A new technique based on near-infrared spectroscopy (NIRS) used during an intravascular ultrasound (IVUS) procedure is the first to directly visualize unstable lipid core plaque, according to an article in the Journal of Invasive Cardiology.
The study included five individuals who experienced sudden cardiac death before being revived and studied with NIRS-IVUS. The technique showed lipid core plaque in all five patients, suggesting that it is reliable for identifying such plaques in vivo.
"The findings are completely consistent with what was previously seen in the pathology literature in patients who died from sudden cardiac death," lead author Dr. Ryan Madder told AuntMinnie.com.
Sudden death the 1st symptom
An estimated 300,000 cases of sudden cardiac death occur each year in the U.S., and tragically, sudden death is often the first sign of coronary artery disease in these patients, wrote Madder and colleagues Dr. David Wohns and Dr. James Muller (J Invasive Cardiol, February 2014, Vol. 26:2, pp. 78-79).
Most cases of sudden cardiac death are due to ruptures of large lipid core plaques, said Madder, an interventional cardiologist at Grand Rapids, MI-based West Michigan Heart, a member of Spectrum Health. The new technique allows physicians to identify cases in patients who are alive.
Previous studies have linked NIRS visualization to culprit lesions across the spectrum of acute coronary syndromes, including in ST-segment elevation myocardial infarction (STEMI), non-STEMI, and unstable angina.
Before the development of NIRS, identifying lipid core plaque in vivo had not been possible; however, this study shows that NIRS and IVUS combined can do so reliably in patients who are alive, the authors wrote.
The article presented findings in five patients who experienced a documented sudden cardiac arrest, were successfully resuscitated, and were then studied with intracoronary NIRS-IVUS to assess the extent and location of lipid core plaque.
One of the cases of cardiac arrest occurred in the emergency room while the patient was awaiting transfer to the cardiac catheterization lab, while the other four cases occurred away from the hospital, including two that occurred prior to first medical contact.
"In all five cases, NIRS identified the presence of a large lipid core plaque in the culprit segment," Madder and colleagues wrote.
But isn't IVUS already used without NIRS for that purpose?
"IVUS is not necessarily able to find the lipid core plaque; it can see what is called attenuated plaque, where the IVUS signal sort of disappears, and they've shown in pathology studies what those arteries contained," he said.
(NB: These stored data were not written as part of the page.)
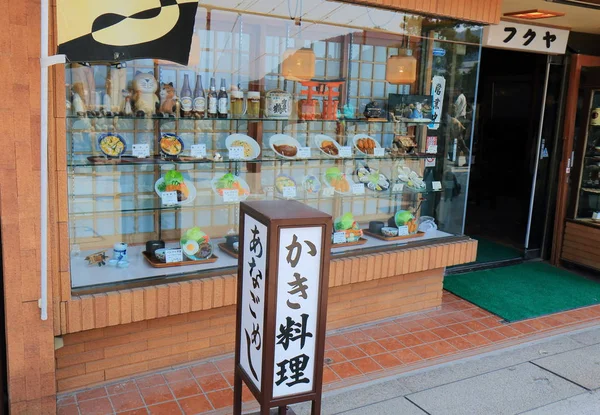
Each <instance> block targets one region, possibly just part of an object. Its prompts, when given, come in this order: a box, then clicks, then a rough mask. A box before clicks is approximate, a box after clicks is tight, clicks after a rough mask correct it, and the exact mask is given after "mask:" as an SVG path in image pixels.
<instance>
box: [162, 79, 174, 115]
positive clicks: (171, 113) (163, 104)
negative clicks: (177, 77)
mask: <svg viewBox="0 0 600 415" xmlns="http://www.w3.org/2000/svg"><path fill="white" fill-rule="evenodd" d="M158 111H159V114H162V115H164V116H165V117H175V114H176V112H175V111H177V96H176V94H175V88H174V87H173V82H169V83H168V84H162V88H161V89H160V108H159V109H158Z"/></svg>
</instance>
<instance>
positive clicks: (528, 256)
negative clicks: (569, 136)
mask: <svg viewBox="0 0 600 415" xmlns="http://www.w3.org/2000/svg"><path fill="white" fill-rule="evenodd" d="M547 63H548V57H547V56H546V55H539V54H532V53H524V52H513V51H506V50H496V49H483V51H482V58H481V70H480V75H479V76H480V77H479V88H478V97H477V111H476V124H475V130H474V136H473V147H472V158H471V163H472V166H471V175H470V183H469V198H468V206H467V215H466V225H465V234H467V235H469V236H471V237H474V238H476V239H478V240H479V249H478V259H477V265H483V264H489V263H511V262H514V261H519V260H522V259H523V258H524V257H543V256H545V250H544V245H545V244H546V241H547V237H548V235H547V233H548V232H547V229H548V226H547V224H546V222H545V218H546V216H547V213H548V203H547V202H548V200H549V199H548V197H549V195H548V193H549V192H548V191H549V183H548V180H549V174H550V171H551V169H550V165H551V158H552V157H551V154H552V153H553V151H554V147H555V141H556V137H557V134H555V125H557V122H556V117H557V116H558V114H559V108H560V88H561V84H562V77H563V73H562V71H563V67H562V65H550V66H549V69H548V70H549V77H548V80H549V81H548V89H547V94H546V96H544V91H545V90H546V82H545V81H546V70H547ZM544 97H545V101H544ZM543 102H545V104H546V105H545V111H544V123H543V126H542V127H541V129H542V136H541V141H540V135H539V131H540V118H541V110H542V103H543ZM540 143H541V148H540ZM538 157H539V158H538ZM536 158H538V160H537V163H536ZM536 171H537V174H535V173H536ZM534 178H535V181H536V183H535V190H534V191H533V193H534V195H535V197H534V198H533V199H532V184H533V181H534ZM550 187H552V186H550ZM532 200H534V203H533V205H532V206H533V210H532V212H531V214H530V205H531V204H532ZM550 239H551V238H550Z"/></svg>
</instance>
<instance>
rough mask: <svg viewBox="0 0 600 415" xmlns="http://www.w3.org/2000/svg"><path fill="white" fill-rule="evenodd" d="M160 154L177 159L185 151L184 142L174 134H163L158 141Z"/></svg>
mask: <svg viewBox="0 0 600 415" xmlns="http://www.w3.org/2000/svg"><path fill="white" fill-rule="evenodd" d="M158 145H159V147H160V152H161V153H162V154H164V155H165V156H171V157H175V156H178V155H180V154H181V152H182V151H183V140H182V139H181V138H179V136H178V135H176V134H172V133H162V134H161V135H160V139H159V140H158Z"/></svg>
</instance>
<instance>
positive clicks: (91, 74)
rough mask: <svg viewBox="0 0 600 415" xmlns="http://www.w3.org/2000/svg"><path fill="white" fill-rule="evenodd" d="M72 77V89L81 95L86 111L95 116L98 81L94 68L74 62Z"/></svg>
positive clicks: (72, 65)
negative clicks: (96, 79)
mask: <svg viewBox="0 0 600 415" xmlns="http://www.w3.org/2000/svg"><path fill="white" fill-rule="evenodd" d="M71 78H72V80H73V85H72V86H71V89H72V90H73V92H74V93H76V94H77V95H79V97H80V98H81V100H82V102H83V107H84V110H85V112H86V113H87V115H88V116H89V117H94V116H95V115H96V114H95V112H94V106H95V104H96V81H95V79H94V70H93V69H92V68H91V67H90V66H86V65H82V64H79V63H73V64H72V65H71Z"/></svg>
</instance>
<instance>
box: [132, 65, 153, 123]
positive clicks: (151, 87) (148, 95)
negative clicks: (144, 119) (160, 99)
mask: <svg viewBox="0 0 600 415" xmlns="http://www.w3.org/2000/svg"><path fill="white" fill-rule="evenodd" d="M157 89H158V83H157V82H156V79H154V75H153V74H152V73H142V72H137V73H136V75H135V77H134V78H133V97H132V100H133V105H134V107H135V115H136V116H137V117H151V116H152V115H153V114H156V109H157V108H158V97H157V96H156V90H157Z"/></svg>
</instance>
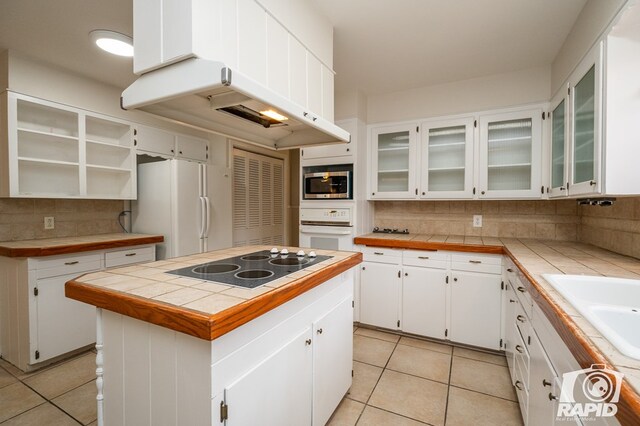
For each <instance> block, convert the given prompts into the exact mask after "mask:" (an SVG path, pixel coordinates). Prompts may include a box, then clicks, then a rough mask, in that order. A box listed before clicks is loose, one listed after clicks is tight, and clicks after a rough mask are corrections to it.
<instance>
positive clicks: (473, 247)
mask: <svg viewBox="0 0 640 426" xmlns="http://www.w3.org/2000/svg"><path fill="white" fill-rule="evenodd" d="M354 244H362V245H371V246H375V247H386V248H401V249H416V250H420V249H426V250H429V249H431V250H433V249H436V250H452V251H463V252H474V253H491V254H504V255H506V256H509V258H510V259H511V260H512V261H513V262H514V263H515V265H516V266H517V267H518V270H519V271H520V273H521V274H522V277H523V278H525V280H524V281H525V283H524V284H525V285H527V287H529V290H530V293H531V295H532V297H533V299H534V300H535V302H536V303H537V304H538V306H539V307H540V309H541V310H542V311H543V312H544V314H545V315H546V316H547V319H548V320H549V322H551V324H552V325H553V328H554V329H555V330H556V332H557V333H558V334H559V335H560V337H561V338H562V341H563V342H564V343H565V344H566V345H567V346H568V347H569V350H570V351H571V353H572V354H573V355H574V356H575V357H576V360H577V361H578V363H579V364H580V366H581V367H582V368H588V367H591V365H592V364H606V365H611V363H610V362H609V361H608V360H607V359H606V357H605V356H604V355H603V354H602V353H601V352H600V351H599V350H598V349H597V348H596V347H595V346H594V345H593V344H592V343H591V341H590V340H589V338H588V337H587V336H585V335H584V333H583V332H582V331H580V328H579V327H578V326H577V324H576V323H575V322H574V321H573V319H571V316H570V315H569V314H567V313H566V312H565V311H564V310H563V309H562V308H561V307H560V306H558V304H556V303H555V302H554V301H553V300H552V299H551V297H550V296H549V295H548V294H547V292H546V291H545V290H544V289H543V288H542V287H541V286H540V284H538V282H537V281H536V279H535V278H533V276H531V274H529V272H528V271H527V270H526V269H525V268H524V266H522V264H521V263H520V262H518V260H517V259H516V257H515V256H514V255H513V254H512V253H511V252H510V251H509V250H508V249H507V248H506V247H503V246H481V245H464V244H458V243H453V244H451V243H432V242H427V241H411V240H388V239H384V238H368V237H356V238H354ZM531 290H533V291H531ZM614 368H615V367H614ZM617 405H618V413H617V414H616V419H618V421H619V422H620V423H621V424H622V425H630V426H631V425H633V426H636V425H638V424H640V395H638V393H637V392H636V391H635V390H634V389H633V388H632V387H631V385H629V383H628V382H627V381H626V380H623V383H622V389H621V391H620V400H619V401H618V404H617Z"/></svg>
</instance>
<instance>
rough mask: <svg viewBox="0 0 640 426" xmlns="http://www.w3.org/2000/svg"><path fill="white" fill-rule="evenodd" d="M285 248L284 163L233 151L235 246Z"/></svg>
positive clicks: (236, 150)
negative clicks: (284, 220) (284, 246)
mask: <svg viewBox="0 0 640 426" xmlns="http://www.w3.org/2000/svg"><path fill="white" fill-rule="evenodd" d="M251 244H269V245H271V244H272V245H283V244H284V161H283V160H281V159H278V158H271V157H267V156H265V155H260V154H255V153H252V152H248V151H243V150H240V149H234V150H233V245H234V247H237V246H244V245H251Z"/></svg>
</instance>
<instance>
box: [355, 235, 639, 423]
mask: <svg viewBox="0 0 640 426" xmlns="http://www.w3.org/2000/svg"><path fill="white" fill-rule="evenodd" d="M354 243H355V244H361V245H367V246H374V247H387V248H396V249H413V250H451V251H464V252H473V253H494V254H504V255H506V256H508V257H509V258H511V259H512V260H513V262H514V263H515V264H516V266H517V267H518V269H519V275H520V277H521V279H522V282H523V284H524V285H525V286H526V287H527V288H528V291H529V293H530V294H531V296H532V297H533V299H534V300H535V302H536V303H537V305H538V306H539V307H540V309H541V310H542V311H543V312H544V313H545V315H546V316H547V318H548V319H549V321H550V322H551V324H553V326H554V328H555V329H556V331H557V332H558V334H559V335H560V336H561V338H562V340H563V341H564V342H565V344H566V345H567V346H568V347H569V349H570V350H571V352H572V353H573V355H574V357H575V358H576V360H577V361H578V362H579V363H580V365H581V366H582V367H583V368H588V367H590V366H591V364H606V365H610V366H612V367H614V368H615V369H616V370H618V371H620V372H621V373H623V374H624V375H625V376H624V382H623V385H622V392H621V399H620V401H619V403H618V406H619V416H618V419H619V420H620V422H621V423H622V424H625V425H626V424H633V425H636V424H638V422H639V421H640V361H638V360H636V359H633V358H630V357H628V356H625V355H623V354H622V353H620V351H618V350H617V349H616V348H615V347H614V346H613V345H612V344H611V343H609V341H607V340H606V339H605V338H604V337H603V336H602V334H601V333H600V332H599V331H598V330H596V329H595V328H594V327H593V326H592V325H591V324H590V323H589V322H588V321H587V320H586V319H585V318H584V317H583V316H582V315H581V314H580V313H579V312H578V311H577V310H576V309H575V308H574V307H573V306H572V305H571V304H570V303H569V302H567V301H566V300H565V299H564V298H563V297H562V296H561V295H560V293H558V292H557V291H556V290H555V289H554V288H553V287H552V286H551V284H549V283H548V282H547V281H546V280H545V279H544V277H543V276H542V275H543V274H575V275H581V274H583V275H595V276H606V277H617V278H630V279H640V260H638V259H634V258H632V257H628V256H624V255H621V254H617V253H613V252H611V251H608V250H605V249H602V248H599V247H595V246H592V245H589V244H584V243H579V242H574V241H552V240H536V239H517V238H495V237H475V236H456V235H427V234H381V233H371V234H366V235H362V236H358V237H356V238H355V239H354Z"/></svg>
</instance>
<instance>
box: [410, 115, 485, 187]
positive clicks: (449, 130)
mask: <svg viewBox="0 0 640 426" xmlns="http://www.w3.org/2000/svg"><path fill="white" fill-rule="evenodd" d="M473 129H474V119H473V117H468V118H461V119H456V120H440V121H430V122H427V123H424V124H423V125H422V129H421V132H422V144H421V160H422V161H421V162H420V198H447V199H452V198H471V197H472V196H473V142H474V138H473Z"/></svg>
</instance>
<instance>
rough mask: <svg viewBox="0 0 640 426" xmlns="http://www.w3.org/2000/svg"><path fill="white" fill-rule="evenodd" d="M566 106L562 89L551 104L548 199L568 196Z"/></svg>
mask: <svg viewBox="0 0 640 426" xmlns="http://www.w3.org/2000/svg"><path fill="white" fill-rule="evenodd" d="M568 104H569V100H568V97H567V90H566V88H564V87H563V88H561V89H560V93H559V94H558V95H557V96H556V98H555V99H553V101H552V102H551V106H552V110H551V150H550V151H551V158H550V163H551V167H550V169H551V184H550V185H549V197H551V198H555V197H564V196H566V195H567V194H568V192H567V185H568V183H569V176H568V174H569V173H568V167H567V165H568V159H569V156H568V147H569V143H568V141H569V138H568V135H569V126H568V125H567V111H568Z"/></svg>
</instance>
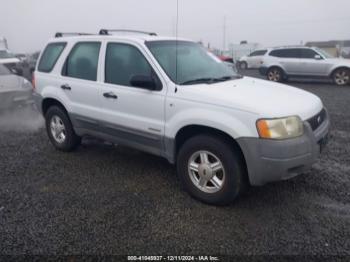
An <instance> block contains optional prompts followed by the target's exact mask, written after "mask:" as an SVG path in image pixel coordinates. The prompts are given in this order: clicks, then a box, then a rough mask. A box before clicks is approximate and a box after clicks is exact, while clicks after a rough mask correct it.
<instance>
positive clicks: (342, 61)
mask: <svg viewBox="0 0 350 262" xmlns="http://www.w3.org/2000/svg"><path fill="white" fill-rule="evenodd" d="M326 61H328V62H331V63H332V64H335V65H346V66H350V59H347V58H342V57H340V58H327V60H326Z"/></svg>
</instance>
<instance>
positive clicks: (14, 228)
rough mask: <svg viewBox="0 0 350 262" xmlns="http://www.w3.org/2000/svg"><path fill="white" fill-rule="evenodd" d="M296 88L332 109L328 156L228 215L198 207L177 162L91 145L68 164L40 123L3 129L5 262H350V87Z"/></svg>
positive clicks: (217, 208) (2, 132)
mask: <svg viewBox="0 0 350 262" xmlns="http://www.w3.org/2000/svg"><path fill="white" fill-rule="evenodd" d="M244 73H245V74H248V75H253V76H256V75H257V74H256V71H247V72H244ZM289 84H291V85H294V86H297V87H301V88H303V89H305V90H308V91H310V92H313V93H315V94H317V95H319V96H320V97H321V98H322V99H323V101H324V103H325V105H326V106H327V108H328V109H329V112H330V115H331V118H332V132H331V135H332V138H331V140H330V143H329V145H328V148H327V149H326V151H325V152H324V154H323V155H322V156H321V158H320V159H319V161H318V162H317V163H316V164H315V165H314V167H313V168H312V170H310V172H309V173H307V174H304V175H301V176H299V177H296V178H294V179H292V180H289V181H284V182H279V183H274V184H269V185H266V186H263V187H258V188H251V189H250V190H249V191H248V192H247V193H246V194H245V195H243V196H242V197H240V198H239V199H238V200H237V201H236V202H235V203H233V204H232V205H230V206H227V207H215V206H208V205H205V204H202V203H200V202H198V201H195V200H193V199H192V198H191V197H189V196H188V195H187V194H186V193H185V192H184V191H183V190H182V189H181V188H180V184H179V181H178V179H177V177H176V173H175V168H174V167H173V166H171V165H170V164H168V163H167V161H166V160H163V159H160V158H158V157H154V156H152V155H148V154H145V153H142V152H137V151H134V150H130V149H127V148H123V147H117V146H114V145H110V144H108V143H103V142H101V141H98V140H92V139H89V140H85V141H84V143H83V145H82V146H81V147H80V148H79V149H78V150H77V151H76V152H74V153H69V154H67V153H61V152H58V151H56V150H55V149H54V148H53V147H52V146H51V144H50V143H49V141H48V138H47V136H46V133H45V130H43V129H42V128H40V126H41V125H42V120H41V119H40V117H39V116H38V115H37V114H36V113H34V112H33V113H31V115H26V114H24V115H20V117H18V116H16V117H17V119H19V120H20V123H17V124H10V125H9V126H7V127H6V128H5V127H4V126H2V127H0V254H10V255H11V254H12V255H18V254H36V255H38V254H44V255H64V254H70V255H72V254H76V255H80V254H86V255H87V254H94V255H112V254H114V255H116V254H129V255H135V254H138V255H144V254H149V255H151V254H173V255H179V254H221V255H224V254H227V255H232V254H236V255H264V254H265V255H267V254H269V255H271V254H273V255H281V254H282V255H347V256H349V255H350V191H349V188H350V157H349V156H350V133H349V130H350V87H346V88H338V87H335V86H332V85H331V84H329V83H327V82H319V83H308V82H301V81H298V82H290V83H289ZM7 117H9V118H14V116H13V117H11V116H7ZM33 121H35V123H37V125H36V126H34V125H33V124H32V123H33ZM0 123H1V122H0Z"/></svg>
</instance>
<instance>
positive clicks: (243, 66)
mask: <svg viewBox="0 0 350 262" xmlns="http://www.w3.org/2000/svg"><path fill="white" fill-rule="evenodd" d="M239 68H240V69H242V70H246V69H248V63H247V62H245V61H243V62H240V63H239Z"/></svg>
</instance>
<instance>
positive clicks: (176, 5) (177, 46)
mask: <svg viewBox="0 0 350 262" xmlns="http://www.w3.org/2000/svg"><path fill="white" fill-rule="evenodd" d="M178 35H179V0H176V48H175V50H176V51H175V52H176V54H175V56H176V57H175V82H176V83H175V84H176V86H175V93H177V54H178V46H177V45H178V43H177V41H178Z"/></svg>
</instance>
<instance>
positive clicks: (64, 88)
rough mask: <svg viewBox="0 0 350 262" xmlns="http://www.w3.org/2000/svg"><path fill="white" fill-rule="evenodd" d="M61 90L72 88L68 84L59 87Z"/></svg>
mask: <svg viewBox="0 0 350 262" xmlns="http://www.w3.org/2000/svg"><path fill="white" fill-rule="evenodd" d="M61 88H62V89H63V90H72V88H71V87H70V86H69V85H68V84H64V85H61Z"/></svg>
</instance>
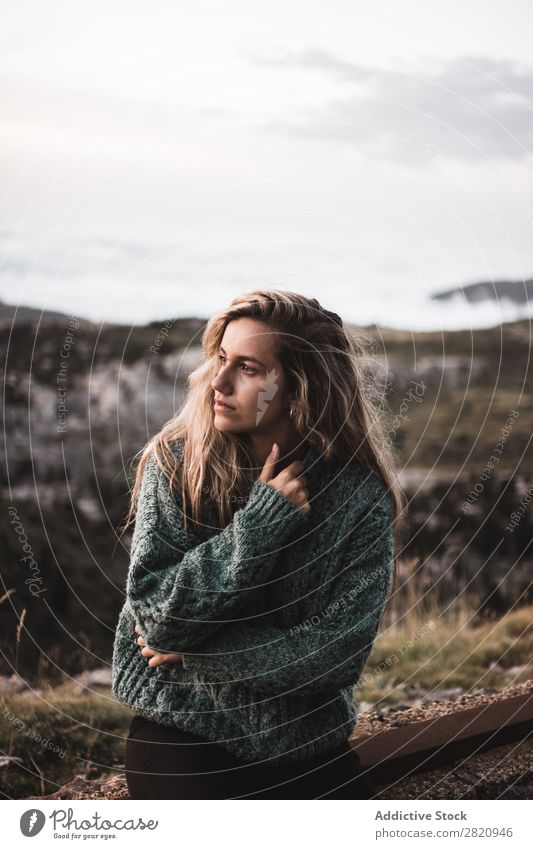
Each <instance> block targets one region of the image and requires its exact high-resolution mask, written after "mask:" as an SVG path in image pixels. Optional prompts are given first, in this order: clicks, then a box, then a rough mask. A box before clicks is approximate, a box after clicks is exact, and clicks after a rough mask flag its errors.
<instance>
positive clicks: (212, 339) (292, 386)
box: [122, 289, 405, 574]
mask: <svg viewBox="0 0 533 849" xmlns="http://www.w3.org/2000/svg"><path fill="white" fill-rule="evenodd" d="M243 317H245V318H252V319H255V320H257V321H260V322H264V324H265V325H266V328H267V329H268V330H269V331H273V332H274V334H275V336H274V338H275V340H276V345H277V350H276V355H277V357H278V359H279V361H280V363H281V365H282V367H283V369H284V373H285V377H286V380H287V383H288V386H289V387H290V389H291V390H292V395H293V398H295V401H294V402H293V404H292V406H293V407H294V408H295V412H294V418H293V424H294V426H295V427H296V429H297V431H298V433H299V434H300V435H301V436H302V437H305V438H306V440H307V442H308V443H310V444H311V445H314V446H315V447H316V448H318V449H319V451H320V454H321V456H322V457H323V458H324V459H326V460H329V459H333V458H339V459H345V460H349V459H350V458H352V457H354V456H356V457H357V458H358V460H359V461H360V463H361V464H362V465H363V466H365V467H366V468H369V469H374V470H375V471H377V472H378V474H379V475H380V476H381V478H382V480H383V481H384V482H385V484H386V486H387V489H388V490H389V492H390V495H391V498H392V503H393V514H394V515H393V540H394V542H393V548H394V550H393V559H394V572H395V574H396V567H397V555H398V551H399V547H400V544H401V535H400V534H401V528H402V527H403V522H404V515H403V514H404V509H405V508H404V496H403V492H402V490H401V488H400V485H399V482H398V481H397V478H396V474H395V466H396V455H395V450H394V448H393V446H392V444H391V441H390V440H389V439H388V438H387V429H386V425H385V421H384V417H383V415H382V408H383V405H384V401H383V396H382V395H381V394H380V392H381V390H380V388H379V387H378V382H377V381H376V375H375V373H373V371H372V370H368V369H365V368H364V361H365V360H368V359H369V357H368V354H369V342H370V340H369V339H367V338H366V337H365V336H363V334H362V333H360V332H359V331H358V332H357V333H355V332H353V331H351V330H350V331H349V330H348V329H347V328H346V327H345V325H344V323H343V321H342V319H341V318H340V316H339V315H337V314H336V313H333V312H331V311H329V310H326V309H324V308H323V307H322V306H321V305H320V304H319V302H318V301H317V300H316V298H307V297H305V296H304V295H300V294H297V293H294V292H286V291H278V290H262V289H257V290H254V291H252V292H248V293H246V294H243V295H239V296H238V297H236V298H234V299H233V300H232V301H231V303H230V305H229V307H228V308H227V309H225V310H224V311H223V312H220V313H218V314H217V315H215V316H213V317H212V318H211V319H210V320H209V322H208V323H207V325H206V328H205V331H204V333H203V337H202V351H203V354H204V359H203V361H202V363H201V364H200V365H199V366H198V367H197V368H196V369H195V370H194V371H193V372H191V373H190V374H189V376H188V378H187V388H188V391H187V396H186V400H185V403H184V405H183V407H182V409H181V411H180V413H179V414H178V415H177V416H175V417H174V418H172V419H170V420H169V421H168V422H166V423H165V425H164V426H163V428H162V429H161V430H160V432H159V433H158V434H156V436H154V437H153V438H152V439H151V440H150V441H149V442H148V443H147V444H146V445H145V446H144V448H142V449H141V451H140V452H138V454H136V455H135V457H138V456H139V455H140V461H139V463H138V466H137V471H136V475H135V483H134V486H133V490H132V492H131V501H130V506H129V511H128V515H127V517H126V521H125V524H124V525H123V528H122V530H126V529H127V528H128V527H129V525H130V524H131V522H132V521H133V519H134V516H135V513H136V508H137V502H138V498H139V492H140V488H141V481H142V476H143V470H144V466H145V464H146V462H147V460H148V458H149V457H150V456H151V455H152V454H153V455H154V457H155V459H156V461H157V463H158V465H159V466H160V468H161V470H162V471H163V473H164V474H165V476H166V477H167V479H168V481H169V485H170V490H171V491H172V490H173V487H174V484H175V482H176V480H178V479H179V483H180V485H181V499H182V511H183V516H184V524H185V528H187V510H188V509H190V511H191V518H192V521H193V522H194V524H195V527H196V528H197V529H198V531H199V532H200V535H201V528H202V527H203V526H202V516H203V507H204V506H205V497H203V493H204V494H205V492H208V493H209V494H210V499H211V501H212V503H213V504H215V505H216V506H217V512H218V520H219V523H220V527H221V528H224V527H225V526H226V525H227V524H228V522H230V521H231V519H232V518H233V515H234V512H235V509H236V508H237V506H238V505H239V500H240V496H241V495H242V493H243V492H245V491H246V487H247V486H249V484H250V477H249V469H250V468H251V467H252V466H253V465H254V462H255V461H254V457H253V456H252V454H251V451H250V449H249V447H248V445H247V442H246V438H243V435H242V434H238V433H236V434H232V433H221V432H219V431H218V430H217V429H216V428H215V426H214V423H213V421H214V414H213V399H214V391H213V389H212V387H211V382H212V380H213V379H214V377H215V375H216V373H217V370H218V365H219V364H218V353H219V348H220V345H221V342H222V337H223V335H224V331H225V328H226V326H227V324H228V323H229V322H230V321H233V320H234V319H237V318H243ZM370 360H372V358H371V357H370ZM180 439H183V440H184V444H183V451H182V454H181V455H180V456H178V455H177V454H176V451H175V444H176V441H177V440H180ZM173 448H174V450H173ZM135 457H134V458H133V462H134V461H135ZM311 495H312V493H311Z"/></svg>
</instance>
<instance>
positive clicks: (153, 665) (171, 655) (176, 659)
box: [148, 652, 183, 667]
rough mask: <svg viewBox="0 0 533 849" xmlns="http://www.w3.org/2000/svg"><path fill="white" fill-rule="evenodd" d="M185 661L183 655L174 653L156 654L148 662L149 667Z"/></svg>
mask: <svg viewBox="0 0 533 849" xmlns="http://www.w3.org/2000/svg"><path fill="white" fill-rule="evenodd" d="M182 659H183V655H182V654H178V653H177V652H172V653H171V654H154V657H152V658H151V659H150V660H149V661H148V666H152V667H153V666H160V665H161V664H163V663H178V662H181V661H182Z"/></svg>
The bottom line is that attenuated plaques seen by IVUS "more than likely have cholesterol in them, but how accurate that is is still a matter of question, because it's not been shown to cause more downstream events than plaques that have not been attenuated," Madder said. Other modalities that can also indicate whether lipid is present in the vessel present the same uncertainties.
"The really nice thing about NIRS is that it's extremely simple to use: Red indicates an absence of lipid and yellow indicates the presence of lipid," he said.
Not noninvasive
NIRS, typically performed by interventional cardiologists, requires a small guidewire to be inserted when the angiography puncture is being performed. It happens "while you're doing IVUS pullback, and it doesn't add any additional time to the procedure," Madder said.
In the five patients, NIRS was performed using the TVC Imaging System by Infraredx. The researchers found a large lipid core plaque in each of the five individuals, and they hypothesized that the lipid was present long before NIRS.
"It was the first study to use NIRS in patients who have experienced cardiac arrest," Madder said. "The day and age may come when we identify those trouble spots and potentially do something about them. But a lot of science needs to take place before that can happen."
For starters, there is no indication that would allow NIRS-IVUS screening in asymptomatic individuals, who represent the vast majority of sudden death cases, he said.
Still, the first large-scale studies were launched this year to further evaluate whether heart attacks can be predicted based on the size, amount, and type of plaque buildup in the coronary arteries, Madder said. Both will use the TVC device to look at lipid-rich plaques, which are implicated in most heart attacks and other cardiac events, according to Infraredx.
The Lipid-Rich Plaque (LRP) study at MedStar Heart Institute in Washington, DC, will follow as many as 9,000 patients for two years to identify and treat lipid-rich plaques in efforts to prevent future coronary events. In addition, the Providing Regional Observations to Study Predictors of Events in the Coronary Tree (PROSPECT) II study from Columbia University Medical Center will examine coronary plaque buildup, following patients for three years to track the occurrence of cardiac events, with an eye toward preventing future heart attacks.